Size and weight of the two OCT models were as follows: stationary Cirrus (46.0 cm × 65.0 cm × 53.0 cm, 36 kg) and ACT100, a portable OCT with a main box (23.4 cm × 19.0 cm × 10.8 cm, 3.35 kg) and probe (27.5 cm × 9.0 cm × 7.4 cm, 0.75 kg) (Figure 4). Both models were spectral-domain OCTs with a light source wavelength of 840 nm. The scanning speeds were 27,000–68,000 A-scans/s for Cirrus and 80,000 A-scans/s for ACT100. The transverse resolution was 15 µm for Cirrus and 20 µm for ACT100, with longitudinal resolutions of 5 µm and 10 µm, respectively. The acquisition times were 1.5 s for Cirrus and 2.5 s for ACT100.

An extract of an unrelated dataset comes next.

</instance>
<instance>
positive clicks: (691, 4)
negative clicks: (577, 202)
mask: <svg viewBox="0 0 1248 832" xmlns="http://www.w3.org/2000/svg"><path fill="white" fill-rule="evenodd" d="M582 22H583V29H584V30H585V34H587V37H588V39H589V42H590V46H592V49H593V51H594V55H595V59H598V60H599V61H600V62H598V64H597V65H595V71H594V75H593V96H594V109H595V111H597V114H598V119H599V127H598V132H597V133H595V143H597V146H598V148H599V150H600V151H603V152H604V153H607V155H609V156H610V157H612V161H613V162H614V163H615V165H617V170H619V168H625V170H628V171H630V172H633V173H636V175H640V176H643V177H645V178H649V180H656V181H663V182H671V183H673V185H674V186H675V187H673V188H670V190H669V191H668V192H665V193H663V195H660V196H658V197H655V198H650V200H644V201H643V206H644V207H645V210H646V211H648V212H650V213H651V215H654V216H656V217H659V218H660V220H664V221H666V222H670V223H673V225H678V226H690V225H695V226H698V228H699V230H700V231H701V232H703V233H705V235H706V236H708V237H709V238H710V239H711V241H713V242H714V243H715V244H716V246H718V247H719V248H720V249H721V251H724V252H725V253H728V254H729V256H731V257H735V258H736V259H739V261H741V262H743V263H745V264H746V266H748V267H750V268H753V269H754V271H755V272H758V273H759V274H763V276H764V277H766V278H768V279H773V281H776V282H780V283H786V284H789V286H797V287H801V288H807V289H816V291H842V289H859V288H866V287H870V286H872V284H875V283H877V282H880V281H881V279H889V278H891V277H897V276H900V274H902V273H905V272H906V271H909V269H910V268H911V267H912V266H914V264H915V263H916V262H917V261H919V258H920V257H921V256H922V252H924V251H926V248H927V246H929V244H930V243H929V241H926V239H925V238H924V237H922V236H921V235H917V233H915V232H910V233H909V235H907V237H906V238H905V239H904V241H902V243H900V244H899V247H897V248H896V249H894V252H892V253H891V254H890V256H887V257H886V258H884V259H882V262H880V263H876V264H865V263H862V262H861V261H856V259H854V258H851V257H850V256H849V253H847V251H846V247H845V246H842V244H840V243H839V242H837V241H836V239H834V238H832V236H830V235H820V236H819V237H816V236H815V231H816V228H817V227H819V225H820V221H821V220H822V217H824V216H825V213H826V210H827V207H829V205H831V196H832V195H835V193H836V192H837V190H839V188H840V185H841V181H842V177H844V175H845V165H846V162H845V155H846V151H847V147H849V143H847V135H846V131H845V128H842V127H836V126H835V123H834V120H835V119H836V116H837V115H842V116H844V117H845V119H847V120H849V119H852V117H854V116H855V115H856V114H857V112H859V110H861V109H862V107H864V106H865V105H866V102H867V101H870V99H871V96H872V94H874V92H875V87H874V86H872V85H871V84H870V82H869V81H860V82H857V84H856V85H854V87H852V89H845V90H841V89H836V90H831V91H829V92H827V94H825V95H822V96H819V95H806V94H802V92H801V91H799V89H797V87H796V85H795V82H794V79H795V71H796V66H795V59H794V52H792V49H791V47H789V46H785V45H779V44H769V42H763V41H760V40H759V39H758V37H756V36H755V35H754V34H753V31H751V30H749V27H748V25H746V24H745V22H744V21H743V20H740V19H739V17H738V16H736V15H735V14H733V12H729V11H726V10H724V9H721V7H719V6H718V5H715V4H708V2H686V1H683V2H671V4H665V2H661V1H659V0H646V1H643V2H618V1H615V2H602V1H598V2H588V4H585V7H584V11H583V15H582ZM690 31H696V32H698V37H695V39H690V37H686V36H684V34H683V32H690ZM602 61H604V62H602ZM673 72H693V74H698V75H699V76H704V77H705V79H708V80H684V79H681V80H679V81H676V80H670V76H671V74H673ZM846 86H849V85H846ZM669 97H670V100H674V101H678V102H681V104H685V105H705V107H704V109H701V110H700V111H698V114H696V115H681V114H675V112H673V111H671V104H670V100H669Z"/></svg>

The acquired OCT images were qualitatively evaluated for the presence of IRF/SRF and ERM. The presence of IRF/SRF was evaluated in four groups: IRF only, SRF only, presence of both IRF and SRF, and absence of both IRF and SRF. The central B-scan image was evaluated vertically and horizontally to examine the presence or absence of IRF/SRF and ERM (Figure 5). Only contrast adjustment was allowed during the evaluation, and no image enlargement, reduction, or color-tone changes were permitted. Two retinal specialists evaluated the images individually, and their initial agreements were compared for inter-evaluator assessment. Any discrepancies between their assessments were discussed to reach a final consensus. Subsequently, the inter-instrument agreement between the two OCT models was assessed based on their final evaluations.

Statistical Analysis

All statistical analyses were performed using IBM Statistical Package for the Social Sciences (SPSS) version 22.0 (IBM Corp., Armonk, NY, USA). Continuous variables were reported as mean values with standard deviations. Agreement was assessed using Cohen’s kappa coefficient. Spearman’s correlation coefficient was used to evaluate the correlation between the two models. Due to the small sample size and the inability to assume normal distribution, Spearman’s rank correlation coefficient was used for statistical analysis instead of the intraclass correlation coefficient, which requires normally distributed data. Statistical significance was set at p < 0.05.

5. Conclusions

This study demonstrated that ACT100 portable OCT offers high reliability for both qualitative and quantitative evaluations of DME, comparable to that of traditional stationary OCT systems. ACT100 showed substantial inter-evaluator and inter-instrument agreement in assessing IRF, SRF, and ERM. Despite the measured CMT values being slightly lower than those of Cirrus, the strong correlation between the two devices underscores the accuracy of ACT100. The portability and ease of use of ACT100 enhance its applicability in diverse clinical settings, including remote and underserved areas, where access to stationary OCT systems is limited. Although the sample size of this study was limited to 40 eyes from 33 patients, its findings provide valuable initial insights. Future studies with larger cohorts will be necessary to confirm the reproducibility and clinical applicability of ACT100 portable OCT.